ReDTandem : Region duplicate in Tandem
This repository holds the code source of the software ReDTandem.
The ReD Tandem application is made available here as Perl wrapper script together with source files. It is assumed that the following dependencies will be satisfied:
- C and C++ compilers (gcc/g++)
- NCBI Blast with 2 executables available in the binaries path:
The executables are installed in the directory.
The "ReDtandem.pl" script executes the ReD Tandem pipeline. To execute it, just type:
The following arguments are expected:
--dnafile -> the DNA file --species -> the name of the species (as in the DNA file, see below) --maxchaindist -> maximum distance between chains : arabidopsis thaliana : 150000 mouse and human : 3000000 --maxanchordist -> maximum distance between anchors : arabidopsis thaliana : 40000 mouse and human : 300000 --ratioanchordist -> ratio between anchor's score and distance's score : mean anchor's score = ratio * mean distance's score arabidopsis thaliana : 1.2 mouse and human : 1.4 --centro -> a file describing the position of centromeres (optional)
The DNA file should contain the genomic sequence considered with one FASTA header per chromosome sequence. The FASTA header should be formatted as ">ath1_1-9639975" where:
* ath : identifies the species considered * 1 : is the chromosome number * 1-9639975 : positions of the first and last nucleotide in the sequence.
perl ReDtandem.pl --species ath --dnafile ./example/dna.fa --centro ./example/centro.out
The final output file will be available in the directory where ReDtandem was executed as redtandem.outXXXX (where XXXX may vary). This result file is a tabulated file with column headers formatted with one predicted Tandem Array (TA) per line. For each TA, the different columns are:
- chrom: the number of the chromosome where the TA appears
- start: the position of the first base of the TA
- end: the position of the last base of the TA
- u_start: the position of the first base of the reference unit for the TA
- u_end: the position of the last base of the reference unit for the TA
- numDupli: the number of detected duplicated regions in the TA
- dupli: the positions of every Tandem Unit (TU) in the TA. Each TU is described by the position of its first and last bases separated by "..". Then all TUs are separated using a comma.
For example, the following line:
#chrom start end u_start u_end numDupli dupli 1 147972 156372 148332 149762 2 147972..150120,154224..156372,
represents a TA appearing on chromosome 1, starting at position 147972 and ending at 156372. The reference Tandem Unit detected appears at position 148332-149762. The TA contains just two TUs, respectively at 147972..150120 and 154224..156372.
For licensing information see license.html
The ReDTandem script produces intermediary files stored in a temporary directory.
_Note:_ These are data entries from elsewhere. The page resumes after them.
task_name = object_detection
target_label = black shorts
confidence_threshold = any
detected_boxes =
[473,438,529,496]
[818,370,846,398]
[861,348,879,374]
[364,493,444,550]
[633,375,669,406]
If you want to keep and have a look to these files, you can use the "--noclean" flag with ReDtandem.pl script. The following files will be available in the temporary directory:
- glint.out: output from the genome aligner/anchor detection software glint.
- mdust.out: output of mdust.
- glint_chrom.out: glint output translated in ReD format (an extra "chrom" column is added).
- glint_chrom.red: previous file, filtered with diust and possibly for centromeric regions, ready for ReD.
- red.align.out: list of all anchors that have been used by ReD in the graph.
- red.alignUse.out: list of all anchors which have been chained by ReD.
- red.chain.out: list of chains produced by ReD.
- unit.out: a file that contains all detected TA (Tandem Arrays) with the associated reference unit, built from "red.chain.out" and "red.align.out".